La solitudine del Premio Nobel la sera prima della cerimonia

ASSOCIAZIONE CULTURALE MUSE

LA SOLITUDINE DEL PREMIO NOBEL LA SERA PRIMA DELLA CERIMONIA
Divertimento teatrale per voce femminile

di Massimiano Bucchi
con Laura Curino
distribuzione Associazione Culturale Muse

Il professor Witzocker, svegliato nel suo letto all’alba dalla telefonata dell’Accademia delle Scienze di Svezia che gli annuncia il premio Nobel, muore d’infarto. Poiché il premio ormai è stato annunciato, la moglie Mara si trova costretta a sostituirlo nella tradizionale cerimonia di Stoccolma e nel relativo discorso ufficiale. A Stoccolma, in una lussuosa stanza d’albergo, Mara si prepara sull’articolo scientifico per cui il marito ha ricevuto il premio. E studiando l’articolo la donna scopre tra le pieghe del lavoro un errore, nascosto ma innegabile. Che fare? Confessare tutto e rinunciare al premio, danneggiando così la memoria del consorte? O sperare che l’attento uditorio di Stoccolma non si accorga dello sbaglio?
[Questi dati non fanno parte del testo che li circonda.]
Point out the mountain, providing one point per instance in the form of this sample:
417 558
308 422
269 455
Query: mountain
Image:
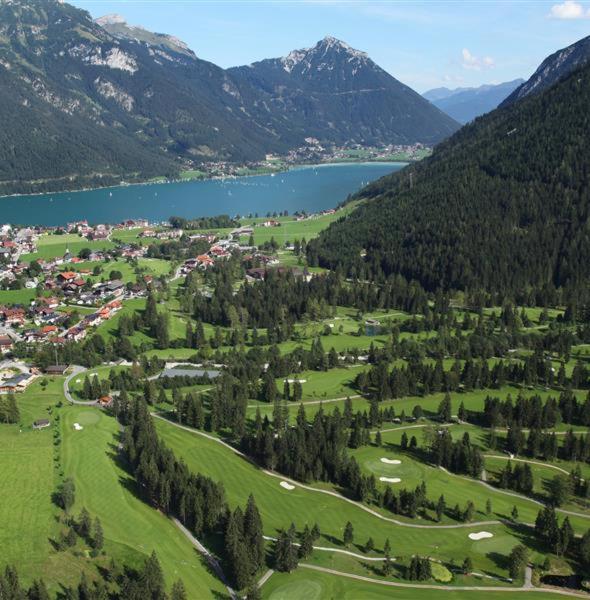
118 27
501 206
85 103
552 69
81 106
335 93
464 104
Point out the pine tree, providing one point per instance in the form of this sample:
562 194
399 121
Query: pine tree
253 534
441 506
178 591
38 591
444 409
285 553
387 555
98 537
306 547
467 565
66 494
348 534
84 524
517 561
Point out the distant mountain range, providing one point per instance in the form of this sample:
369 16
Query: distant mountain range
465 104
555 67
500 207
333 92
91 103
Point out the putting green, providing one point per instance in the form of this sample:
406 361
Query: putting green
306 588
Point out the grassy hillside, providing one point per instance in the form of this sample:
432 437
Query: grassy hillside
502 205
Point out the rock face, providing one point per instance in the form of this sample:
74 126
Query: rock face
334 92
555 67
465 104
86 102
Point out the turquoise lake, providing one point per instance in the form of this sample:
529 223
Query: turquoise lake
310 188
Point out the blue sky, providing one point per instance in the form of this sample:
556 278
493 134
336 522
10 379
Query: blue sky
423 44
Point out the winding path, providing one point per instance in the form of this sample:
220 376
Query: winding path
444 588
311 402
478 524
213 562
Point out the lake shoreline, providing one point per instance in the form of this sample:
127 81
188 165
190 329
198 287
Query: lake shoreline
303 188
211 178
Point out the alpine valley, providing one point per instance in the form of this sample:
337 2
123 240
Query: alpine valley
88 103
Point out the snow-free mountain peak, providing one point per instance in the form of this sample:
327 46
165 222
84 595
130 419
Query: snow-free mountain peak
118 27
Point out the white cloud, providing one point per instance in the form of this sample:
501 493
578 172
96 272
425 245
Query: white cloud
475 63
569 10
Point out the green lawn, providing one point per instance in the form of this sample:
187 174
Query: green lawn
132 528
305 584
279 507
290 229
23 296
27 481
456 489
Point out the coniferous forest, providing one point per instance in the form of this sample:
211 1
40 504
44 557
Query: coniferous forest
501 206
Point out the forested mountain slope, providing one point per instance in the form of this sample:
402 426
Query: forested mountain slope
464 104
91 103
334 92
555 67
503 205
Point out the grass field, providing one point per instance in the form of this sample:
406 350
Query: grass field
305 584
53 246
129 272
27 481
290 229
23 296
132 528
456 489
279 507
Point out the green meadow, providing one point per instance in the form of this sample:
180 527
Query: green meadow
279 507
132 528
305 584
53 246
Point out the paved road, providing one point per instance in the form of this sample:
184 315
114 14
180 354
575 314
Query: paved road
476 525
445 588
213 562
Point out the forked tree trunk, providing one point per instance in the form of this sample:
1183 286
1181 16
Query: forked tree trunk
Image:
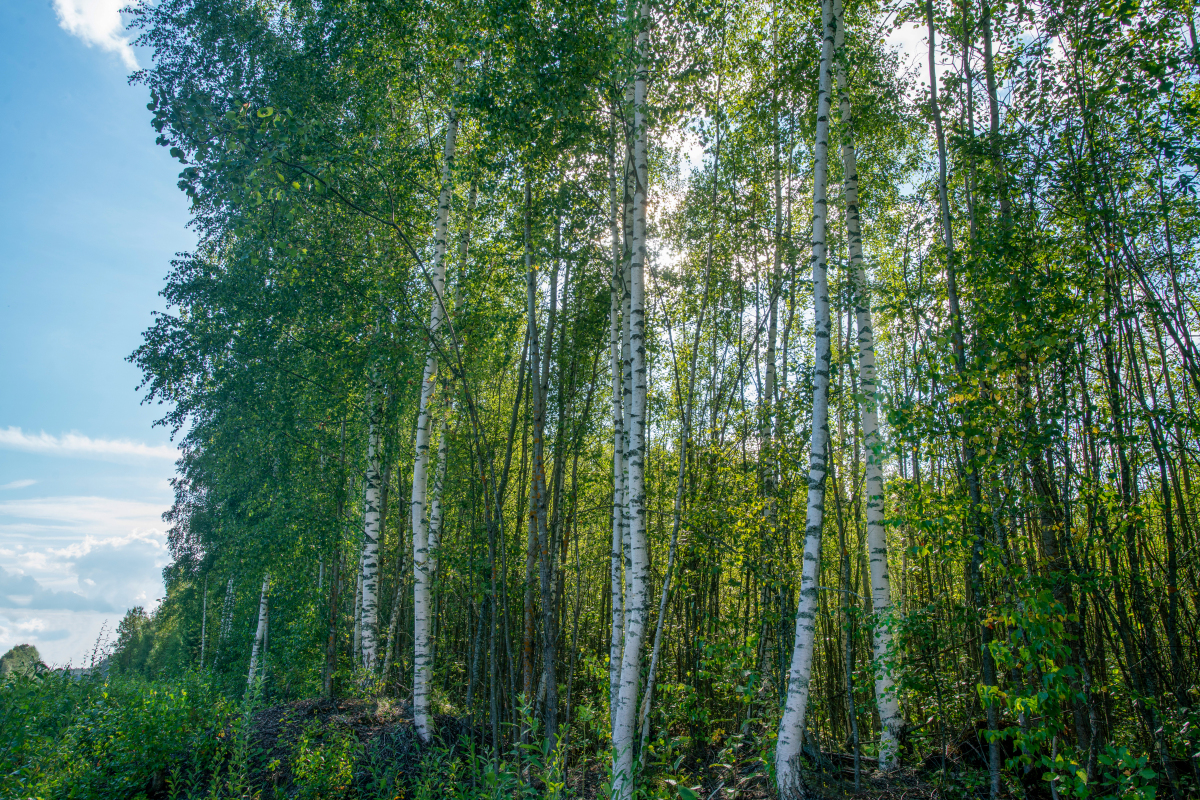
873 444
791 726
423 557
261 632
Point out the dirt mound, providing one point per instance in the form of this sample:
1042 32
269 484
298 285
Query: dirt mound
382 727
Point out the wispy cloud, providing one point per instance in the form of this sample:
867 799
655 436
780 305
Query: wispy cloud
81 446
97 22
25 591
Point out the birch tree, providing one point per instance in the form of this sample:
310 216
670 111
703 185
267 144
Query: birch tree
424 559
259 632
791 726
637 565
869 396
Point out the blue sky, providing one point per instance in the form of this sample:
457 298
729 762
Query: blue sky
90 218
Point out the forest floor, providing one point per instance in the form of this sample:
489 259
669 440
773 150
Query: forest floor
383 737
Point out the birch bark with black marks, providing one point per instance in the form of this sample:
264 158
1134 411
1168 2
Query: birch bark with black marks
873 443
791 726
259 632
423 557
372 527
616 294
637 565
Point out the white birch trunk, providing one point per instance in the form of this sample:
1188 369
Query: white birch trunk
226 615
357 647
873 444
369 575
423 564
639 561
618 459
261 632
204 621
791 726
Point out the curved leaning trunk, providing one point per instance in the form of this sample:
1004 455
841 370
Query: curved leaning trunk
873 444
637 565
791 726
261 632
423 555
369 575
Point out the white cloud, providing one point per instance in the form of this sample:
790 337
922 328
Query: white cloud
81 446
70 564
97 22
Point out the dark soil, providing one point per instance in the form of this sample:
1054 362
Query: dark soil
384 729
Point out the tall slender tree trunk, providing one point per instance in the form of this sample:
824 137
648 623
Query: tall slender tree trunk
372 527
873 444
204 620
423 558
637 565
791 726
616 294
975 579
259 632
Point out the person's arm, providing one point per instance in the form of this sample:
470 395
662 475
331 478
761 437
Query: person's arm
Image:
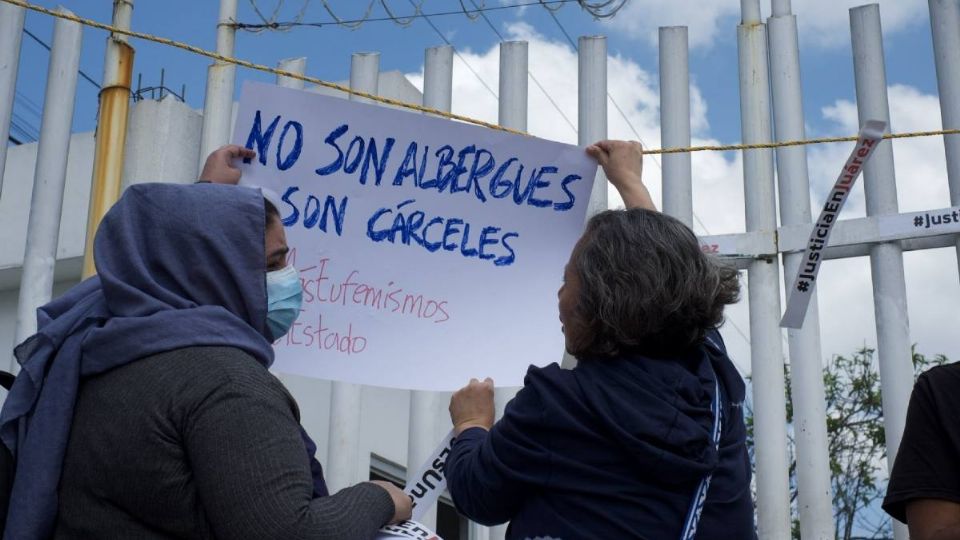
622 162
219 167
933 519
244 447
924 486
491 466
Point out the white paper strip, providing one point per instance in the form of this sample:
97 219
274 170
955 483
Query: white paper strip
407 529
805 282
424 488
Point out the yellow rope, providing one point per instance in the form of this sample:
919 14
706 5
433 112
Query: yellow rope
413 106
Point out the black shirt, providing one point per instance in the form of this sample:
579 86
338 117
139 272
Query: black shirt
928 463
Debutto: Villa Caldogno, 10 ottobre 2014. Al Festival Letteratura di Mantova del settembre 2015 erano presenti tra gli ospiti il premio Nobel Mario Vargas Llosa, Tzvetan Todorov, Paolo Poli, Vinicio Capossela e tanti altri.

Massimiano Bucchi è professore di Scienza, Tecnologia e Società all’Università di Trento ed è stato visiting professor in numerose istituzioni accademiche in Asia, Europa, Nord America e Oceania. Ha pubblicato una decina di libri (editi in Italia, Stati Uniti, Regno Unito, Cina, Corea, Brasile) con Routledge, Cortina, il Mulino e saggi in riviste internazionali quali «Nature» e «Science». Ha ideato e curato varie edizioni dell’Annuario Scienza e Società (Il Mulino). Tra i suoi libri più recenti Il Pollo di Newton. La Scienza in Cucina (Guanda, 2013, pubblicato anche in Francia, Finlandia, Brasile, Portogallo, Spagna, Argentina e Corea) e Per un pugno di idee. Storie di innovazioni che hanno cambiato la nostra vita (Bompiani, tre edizioni, 2016). Dirige la rivista internazionale «Public Understanding of Science». Scrive di scienza e tecnologia per quotidiani («la Repubblica», «La Stampa-TuttoScienze») e ha collaborato alla trasmissione televisiva “Superquark”. È autore del dialogo teatrale Scienza e società: perché non si capiscono (debutto al Teatro della Tosse, Genova, 2010, numerose repliche anche in lingua inglese) e del racconto Il diavolo non gioca a dadi. Da Einstein a Hiroshima, presentato al MuSe con il pianista Arturo Stàlteri in occasione dei settant’anni della bomba atomica (2015).